In this regular feature on Breakthroughs, we highlight some of the most interesting reads in global health research from the past week.
Novartis has launched patient testing of a new anti-malaria compound with the hopes of staving off the development of further drug-resistance. The experimental compound—KAF156—will
be tested in combination with another medicine in children and adults across nine countries in Africa and Asia over the next few months. In recent
years, there have been increasing reports of malaria parasites that have become resistant to the standard treatment regimens against malaria, spurring
the need for new treatment options from different classes of antimalarial compounds. Novartis expects to complete phase 2b studies of the compound
by late 2019. It remains too early to tell whether the product will eventually reach market.
A strain of gut bacteria taken from the diaper of a baby could hold promise in saving the lives of thousands of newborns in poor regions. Scientists conducting a large clinical
trial in India found that babies who were fed a probiotic strain of Lactobacillus bacteria for a week were 40 percent less likely to develop a deadly
infection called sepsis, which kills 600,000 newborns per year in India and other nearby nations. Babies who took the probiotic also had fewer cases
of pneumonia, diarrhea, and ear infections. Researchers believe this probiotic—which costs only US$1—could be a “game changer” in advancing
the health of infants in poor nations.
Scientists at Harvard University are genetically engineering relatives of Mycobacterium tuberculosis (TB) in the hopes if speeding development and clinical trials to develop a better TB vaccine. The only currently
available TB vaccine is partially effective in children and performs poorly in adults, so scientists are working to develop other vaccine candidates.

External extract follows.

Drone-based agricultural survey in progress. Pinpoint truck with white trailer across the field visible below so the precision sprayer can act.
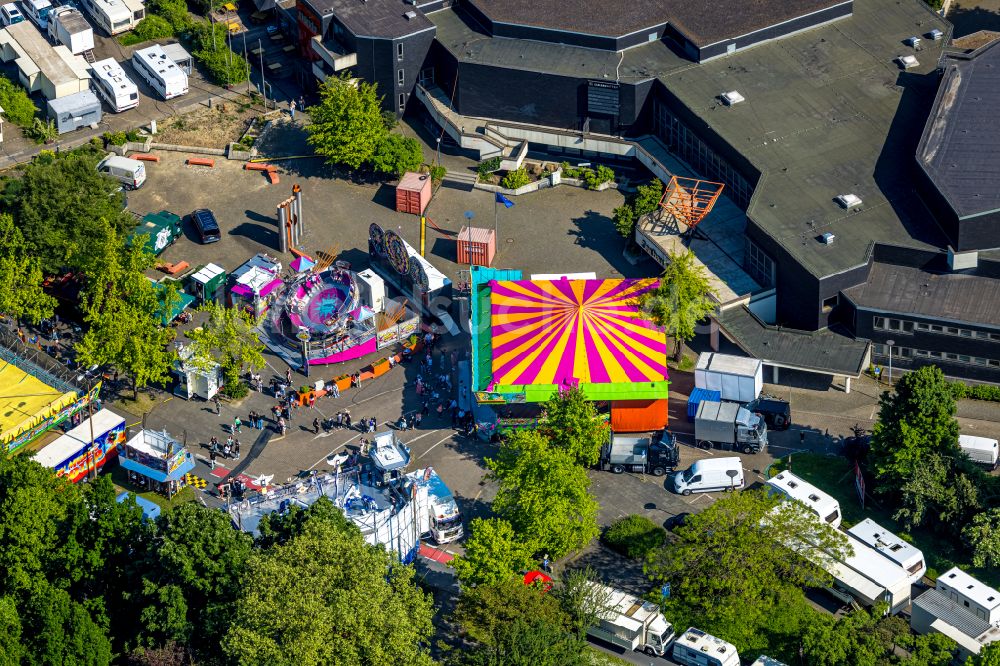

However, performing clinical trials on vaccines is challenging because a typical clinical trial involves observing large numbers of people over long
periods of time to monitor results in a small subset of people that naturally come into contact with the microbe. Alternatively, “challenge studies”
infect people on purpose, so are faster and less expensive, but these studies are only possible if the disease can be detected and treated easily.
TB can take time to detect and many months to treat, so is not appropriate for this type of study. The team at Harvard is working to genetically modify
TB so it can be safely given to people as part of challenge trials, and thus help speed vaccine development.